Because we're friends who enjoy RPGing together? That's always been my main reason.

As I already mentioned, I think Apocalypse World is the poster child for this.

The last time I ran Cthulhu Dark, I told the players I wanted us to play in late-Victorian England. Character creation consists in choosing a name and occupation: one player chose an American journalist visiting England, reporting on imperialism for a left-wing paper; the other chose a butler sent to London on an errand because his master was indisposed. I started with the journalist and introduced a mystery/lead; I then cut to the butler and introduced a different lead; then back to the journalist, where I had a fire start in the apartments he was visiting; and then to the butler, who - as it turned out - was next door to the fire. It didn't take long to intertwine the mystery of imperial dealings in Bohemia and East Africa and the mystery of the indisposed master: the point of intersection was were-hyenas. The two PCs crossed paths more than once, but never actually worked together.
You had a huge built-in advantage here in that it appears you only had two players, meaning jumps back and forth from one to the other could happen pretty fast and each player was active about the same amount of time as not.

What if there had been five players?
 

Because it's cool? And because actions of Rob's character will inevitably cause ripples and affect your character?
But if my character doesn't know what Rob's character is doing at the time e.g. my guy's not present in the scene, then I-as-player shouldn't know either. And if my character is present in the scene then in theory I'd be able to jump in and add my bit.
Rob the Gunlugger asks the GM for a gig to earn some quick buck, she smiles and tells him that the local warlord wants to, khm, "persuade" one particular guy to join his gang. The guy in question? Joe the Savvyhead, another PC, who, by the way, keeps YOUR choppers running.
Here, if I'm playing Joe then I-as-player shouldn't know about ANY of this until Rob's PC gets to mine and starts trying to persuade me.
 


I have at best 20 years of gaming left before I dirt nap, and me and my table don't need any changes in the gaming fundamentals to have fun during those coming decades.

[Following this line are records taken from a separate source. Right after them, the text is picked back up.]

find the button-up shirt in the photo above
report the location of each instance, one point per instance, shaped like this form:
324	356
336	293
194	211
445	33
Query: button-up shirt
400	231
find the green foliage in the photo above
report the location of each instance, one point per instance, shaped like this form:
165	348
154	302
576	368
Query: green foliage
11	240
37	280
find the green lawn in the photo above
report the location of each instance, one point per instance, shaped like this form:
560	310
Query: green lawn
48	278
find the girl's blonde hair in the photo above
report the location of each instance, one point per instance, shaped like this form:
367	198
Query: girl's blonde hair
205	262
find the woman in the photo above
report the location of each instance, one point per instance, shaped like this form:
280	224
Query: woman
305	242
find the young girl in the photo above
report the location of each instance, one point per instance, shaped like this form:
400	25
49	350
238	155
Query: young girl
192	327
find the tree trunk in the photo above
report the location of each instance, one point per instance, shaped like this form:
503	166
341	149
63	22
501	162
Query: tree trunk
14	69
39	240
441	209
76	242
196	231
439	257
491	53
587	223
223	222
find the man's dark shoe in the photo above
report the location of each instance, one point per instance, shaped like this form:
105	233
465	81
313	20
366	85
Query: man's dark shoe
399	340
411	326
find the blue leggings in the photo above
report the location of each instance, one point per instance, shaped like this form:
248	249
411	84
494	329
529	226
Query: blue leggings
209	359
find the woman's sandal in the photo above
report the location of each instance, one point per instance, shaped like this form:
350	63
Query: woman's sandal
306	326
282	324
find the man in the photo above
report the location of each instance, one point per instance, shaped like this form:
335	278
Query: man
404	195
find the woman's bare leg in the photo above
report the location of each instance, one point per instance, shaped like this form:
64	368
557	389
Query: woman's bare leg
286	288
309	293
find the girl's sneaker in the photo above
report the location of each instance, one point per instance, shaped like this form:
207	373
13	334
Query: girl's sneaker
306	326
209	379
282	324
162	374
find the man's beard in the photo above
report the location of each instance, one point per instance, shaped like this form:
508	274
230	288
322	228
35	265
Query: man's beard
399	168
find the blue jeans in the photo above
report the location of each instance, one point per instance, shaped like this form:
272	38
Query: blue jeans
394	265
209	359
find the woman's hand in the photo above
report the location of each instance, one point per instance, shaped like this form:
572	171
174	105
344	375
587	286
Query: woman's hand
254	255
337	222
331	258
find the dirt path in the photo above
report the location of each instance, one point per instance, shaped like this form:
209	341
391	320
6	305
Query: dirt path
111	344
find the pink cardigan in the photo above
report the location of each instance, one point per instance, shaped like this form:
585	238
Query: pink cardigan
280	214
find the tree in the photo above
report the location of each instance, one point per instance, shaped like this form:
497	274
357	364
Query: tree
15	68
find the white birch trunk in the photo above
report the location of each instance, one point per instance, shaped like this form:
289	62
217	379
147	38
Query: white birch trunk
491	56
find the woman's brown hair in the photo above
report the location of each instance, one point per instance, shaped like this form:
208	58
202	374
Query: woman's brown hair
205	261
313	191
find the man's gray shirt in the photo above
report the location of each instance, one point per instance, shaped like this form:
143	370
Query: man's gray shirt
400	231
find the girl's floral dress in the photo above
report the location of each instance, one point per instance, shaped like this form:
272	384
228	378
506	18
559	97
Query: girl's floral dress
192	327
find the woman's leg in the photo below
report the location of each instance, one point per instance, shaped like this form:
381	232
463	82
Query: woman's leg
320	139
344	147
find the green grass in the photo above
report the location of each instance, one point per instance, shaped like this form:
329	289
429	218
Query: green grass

As to character advancement, I see it as necessary as we usually play long campaigns. Even though we focus on the roleplaying aspect with very little combat, some kind of advancement is necessary to keep the challenge up for several years, be it levels, skills or gear/money. Or maybe there is some other way to do it without advancement, but it's not something we explicitly need or wish for.

And no, I don't mind being a gaming-conservative boring old fart!
 

OK for a few sessions maybe, but how in the nine hells am I going to spin that out into a ten-year campaign?
But if my character doesn't know what Rob's character is doing at the time e.g. my guy's not present in the scene, then I-as-player shouldn't know either.
You had a huge built-in advantage here in that it appears you only had two players, meaning jumps back and forth from one to the other could happen pretty fast and each player was active about the same amount of time as not.

What if there had been five players?
So if I wanted to play a campaign that satisfied @Lanefan's normative demands - must run for hundreds of sessions, must not allow players to act on knowledge of in-fiction events where their PCs are not present, must work for five or ten or however many players - then I would not be suggesting possibilities that violate those norms.

But those norms are not essential for RPGing. My personal view is that RPGing is more satisfactory if they are abandoned. Thus, when I've got two players, I will use techniques that work for two players; given that part of what's fun in RPGing is knowing what is happening to your friend's PC, and the players are here to have fun, I will encourage them to pay attention to what is happening to one another's PCs; and if a game will work best over a one, or three, or whatever session arc, then that's how long we'll play it for.